The proposed changes will further the stated intent of MAUCRSA by providing Department licensees separate A and M licenses for licensees authorized to engage in retail. Further, as opportunities for regulated medicinal cannabis expand, the illicit market and opportunities for diversion to the unregulated market will be reduced.
Fiscal Effect on State Government
The primary fiscal impact of the proposed regulations is to the Department and is a potential limited-term increase in staff workload to process the modifications allowed under this proposal. However, the Department’s staff workload associated with modifications under these regulations can be absorbed by existing staff. (Gov. Code, § 11346.5, subd. (a)(6).)
Fiscal Effect on Local Government
The Department does not anticipate that the proposed regulatory action will have any fiscal impact on local government. (Gov. Code, § 11346.5, subd. (a)(5).)
Consideration of Alternatives
No reasonable alternative to the regulatory proposal would be either more effective in carrying out the purpose for which the action is proposed or would be as effective or less burdensome to affected private persons and equally effective in achieving the purposes of the regulation in a manner that ensures full compliance with the law being implemented or made specific.
Set forth below are the alternatives which were considered and the reasons each alternative was rejected:
Option 1: Not adopt the regulations.

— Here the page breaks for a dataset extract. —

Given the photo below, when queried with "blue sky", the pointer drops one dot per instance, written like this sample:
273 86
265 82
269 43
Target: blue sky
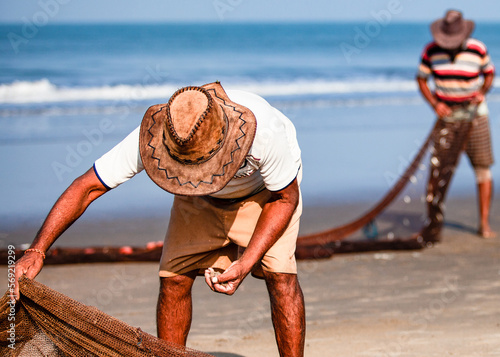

This alternative was rejected because the Department believes it is in the State’s best interest to create a flexible pathway for commercial cannabis licensees who wish to pursue DEA registration under an M-license. As it is unclear from the Order whether, or when, a second application period will open, doing nothing will limit options for licensees.
Option 2: Impose a fee for the modification. This alternative was rejected because the temporary increase in staff workload is absorbable and licensees have already paid the full annual license fee for the license with both the adult-use and medicinal designations. Furthermore, licensees currently do not have to pay any fees to add or remove an A- or M- designation to their license.
Technical, Theoretical, and/or Empirical Study, Reports, or Documents Relied Upon
- US Department of Justice, Drug Enforcement Administration. Schedules of Controlled Substances: Rescheduling of Food and Drug Administration Approved Products Containing Marijuana from Schedule I to Schedule III; Corresponding Change to Permit Requirements [AG Order No. 6754-2026]. 91 Fed. Reg. 22714, April 28, 2026 (to be codified at 21 CFR pts. 1300, 1301, 1308, and 1312).
- United Nations. Single Convention on Narcotic Drugs, 1961, as Amended by the Protocol Amending the Single Convention on Narcotic Drugs, 1961. United Nations Treaty Series, vol. 976, no. 14151, 1975.